Très pratique pour rendre nos newsletters plus vivantes.

<mj-social>

Nous remarquons de plus en plus la présence d’icônes pour les réseaux sociaux dans les newsletter, MJML permet d’insérer des call-to-action des différents réseaux existants de manière très simple.

<mj-navbar hamburger= «hamburger»

Tel un vrai site, MJML nous permet d’insérer une navigation à l’intérieur de notre email. Ceci peut s’avérer nécessaire lorsque l’on souhaite rediriger l’utilisateur vers différentes sections de notre site web.

A noter qu’un attribut burger menu pour les emails responsives est nativement présent dans l’application.

 

mj-navbar-hamburger-closedmj-navbar-hamburger-open

 

mj-navbar

<mj-carousel>

Souvent utilisé sur les sites web, les carousels peuvent s’avérer utiles afin d’afficher plusieurs images de manière dynamique.

mj-carousel2

mj-carousel

<mj-location>

On peut ajouter de façon rapide une adresse avec une localisation qui nous redirige au clic vers Google Maps.

mj-location2

mj-location

Avantages et inconvénients

Avantages

Commençons tout d’abord ce point avec le fait que MJML est open source et donc gratuit.

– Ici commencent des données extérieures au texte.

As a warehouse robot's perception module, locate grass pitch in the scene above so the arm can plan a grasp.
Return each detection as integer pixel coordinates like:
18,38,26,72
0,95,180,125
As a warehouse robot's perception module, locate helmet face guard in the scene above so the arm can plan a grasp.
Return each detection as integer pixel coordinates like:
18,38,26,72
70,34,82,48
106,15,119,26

Facile à appréhender et à utiliser, MJML reste un outil très intuitif pour rendre les newsletters responsives. En peu de temps d’apprentissage, il pourra vous faire gagner un temps certain dans vos intégrations. Utilisant des préceptes s’inspirant de frameworks CSS et de préprocesseurs tels que SASS et LESS, un intégrateur n’aura pas de mal à comprendre son fonctionnement et améliorera sa productivité.

L’export en .html ou .mjml se fait en … 3 petits clics !

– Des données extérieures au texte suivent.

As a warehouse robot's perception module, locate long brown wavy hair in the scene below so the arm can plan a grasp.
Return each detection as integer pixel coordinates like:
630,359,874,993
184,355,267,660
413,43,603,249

Notons aussi que de travailler avec MJML est plaisant grâce au fait de voir le rendu de notre travail en temps réel.

Inconvénients

Nous pouvons toutefois relever quelques inconvénients à l’utilisation de MJML.

Tout d’abord, étant une application basée sur la technologie NodeJS, il est nécessaire d’installer préalablement le package npm sur le poste local. Nuançons toutefois ce propos avec l’installation rapide et fluide du soft une fois le package installé.

Nous avons également pu remarquer quelques bugs sur le client lourd Outlook, tels que des titres mal gérés et coupés en 2.

Autre petit bémol, nous ne pouvons pas inspecter le code et donc procéder efficacement aux corrections de bugs.

 

Conclusion

MJML est en langage jeune mais très porteur pour l’avenir avec une communauté de plus en plus active.

En plus des fonctionnalités déjà proposées il existe certains plugins pouvant être téléchargé via le compte GitHub https://github.com/mjmlio . Notons d’ailleurs qu’il existe un plugin pour l’IDE Atom qui peut s’avérer utile pour les personnes travaillant déjà avec cet éditeur (https://github.com/mjmlio/atom-linter-mjml), la prévisualisation devient même disponible directement dans Atom !
MJML est donc un langage prometteur, bien qu’il soit encore un peu jeune pour couvrir la multitude de spécificités liées à toutes les messageries disponibles.